Tables For Ladies



Left them all behind
On a cold winter morning
Never took the time to say
Goodbye

Said she'd lost her voice
Somewhere deep down inside
A place she still likes
To hide

And if we ever get out of here alive
I work for you babe
We're in the wrong trade
After the ice age
We'll still be laying these
Tables for ladies

Came out of the sun
My perfect stranger
You can't imagine how hard it gets

And time flies by
Like a petulant glacier
With a stone in its shoe

If we ever get out of here alive
I work for you babe
We're in the wrong trade
After the ice age
We'll still be laying these
Tables for ladies


Lyrics by:
Squire

Available on:
Marshall's House (2.45)

Details:

Tables For Ladies (1930) by Edward Hopper.

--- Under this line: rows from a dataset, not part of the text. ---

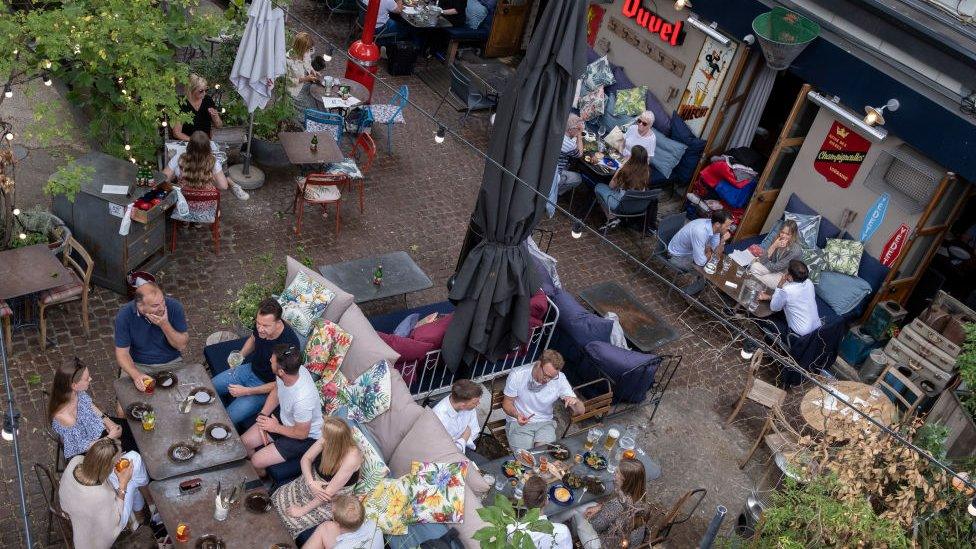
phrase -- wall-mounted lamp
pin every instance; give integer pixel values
(874, 116)
(710, 30)
(833, 105)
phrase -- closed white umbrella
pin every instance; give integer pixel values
(260, 61)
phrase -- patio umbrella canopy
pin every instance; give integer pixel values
(260, 60)
(496, 280)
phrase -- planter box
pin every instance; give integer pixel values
(950, 412)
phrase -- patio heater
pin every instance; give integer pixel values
(364, 54)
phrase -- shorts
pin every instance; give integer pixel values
(291, 448)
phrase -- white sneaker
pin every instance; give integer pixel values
(239, 192)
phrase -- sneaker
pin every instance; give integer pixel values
(239, 192)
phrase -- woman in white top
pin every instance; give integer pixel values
(639, 133)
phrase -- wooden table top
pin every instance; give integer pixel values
(297, 149)
(825, 413)
(173, 427)
(25, 271)
(241, 528)
(719, 279)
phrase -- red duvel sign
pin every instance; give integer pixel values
(894, 246)
(841, 155)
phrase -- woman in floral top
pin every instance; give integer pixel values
(607, 523)
(75, 418)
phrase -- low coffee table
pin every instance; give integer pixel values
(642, 328)
(401, 276)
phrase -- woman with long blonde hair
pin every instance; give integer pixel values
(329, 468)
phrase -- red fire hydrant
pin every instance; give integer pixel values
(364, 54)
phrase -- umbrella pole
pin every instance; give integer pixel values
(245, 175)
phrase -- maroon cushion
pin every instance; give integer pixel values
(433, 332)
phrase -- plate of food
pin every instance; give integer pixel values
(558, 451)
(595, 460)
(512, 468)
(561, 495)
(136, 409)
(525, 458)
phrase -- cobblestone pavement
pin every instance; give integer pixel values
(417, 199)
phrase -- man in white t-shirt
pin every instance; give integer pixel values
(530, 393)
(270, 441)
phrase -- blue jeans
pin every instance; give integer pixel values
(245, 408)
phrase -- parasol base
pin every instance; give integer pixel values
(254, 180)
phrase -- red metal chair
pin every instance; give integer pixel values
(204, 209)
(313, 190)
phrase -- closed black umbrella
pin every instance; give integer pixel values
(496, 280)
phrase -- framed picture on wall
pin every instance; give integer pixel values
(698, 99)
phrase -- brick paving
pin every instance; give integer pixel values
(417, 199)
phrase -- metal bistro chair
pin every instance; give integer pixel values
(49, 485)
(319, 121)
(470, 97)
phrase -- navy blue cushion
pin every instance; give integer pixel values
(696, 147)
(632, 372)
(581, 325)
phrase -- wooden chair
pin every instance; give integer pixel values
(596, 407)
(56, 516)
(900, 390)
(80, 264)
(311, 190)
(204, 209)
(6, 313)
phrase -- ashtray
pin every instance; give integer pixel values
(181, 452)
(165, 380)
(218, 432)
(136, 409)
(257, 502)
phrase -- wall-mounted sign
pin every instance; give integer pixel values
(706, 80)
(894, 246)
(668, 32)
(841, 155)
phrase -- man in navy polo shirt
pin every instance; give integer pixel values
(150, 334)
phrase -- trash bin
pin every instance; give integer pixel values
(402, 57)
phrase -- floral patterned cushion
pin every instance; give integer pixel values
(373, 469)
(591, 104)
(437, 491)
(843, 256)
(303, 302)
(326, 348)
(329, 390)
(598, 74)
(371, 393)
(382, 114)
(313, 126)
(816, 261)
(388, 505)
(630, 102)
(809, 227)
(347, 166)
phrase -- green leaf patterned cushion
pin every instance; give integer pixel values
(437, 492)
(843, 256)
(597, 75)
(809, 226)
(303, 302)
(630, 102)
(373, 469)
(815, 260)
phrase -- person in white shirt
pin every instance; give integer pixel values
(535, 497)
(797, 299)
(348, 529)
(695, 243)
(457, 413)
(639, 133)
(270, 441)
(530, 393)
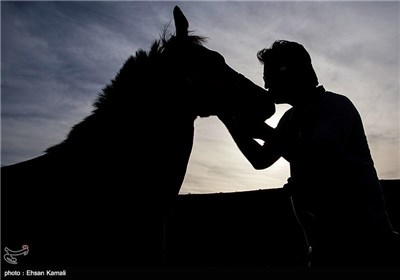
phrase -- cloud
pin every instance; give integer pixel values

In this painting, the viewer is outside (perhaps hungry, as the Great Depression took hold of America) a finely displayed restaurant in 1930. In restaurants, Hopper saw reflected the changing face of the American woman. Victorian-era rules of feminine behaviour were being discarded everywhere, especially in casual eateries. For a proper woman, 'dining out' traditionally meant eating in the company of a suitable escort, lest the lady be mistaken for a prostitute; typically only male businessmen or travellers dined in restaurants. When the discreet but welcoming sign 'Tables for Ladies' appeared in the window, it signalled a restaurant's acceptance that society was changing. Hopper found some of his first New York subjects in restaurants. Cafes were convenient places for Hopper to sit and watch people, honing his skills as an observer and recorder of character types. As a magazine illustrator - Hopper made his living principally in commercial art from 1906 to 1925 - he had become adept at creating richly descriptive images that suggest story lines and character situations.

Thanksgiving maskers outside a restaurant circa 1911, when a roast turkey dinner with all the fixings was 40 cents. Note the sign, 'Tables reserved for ladies', in the window.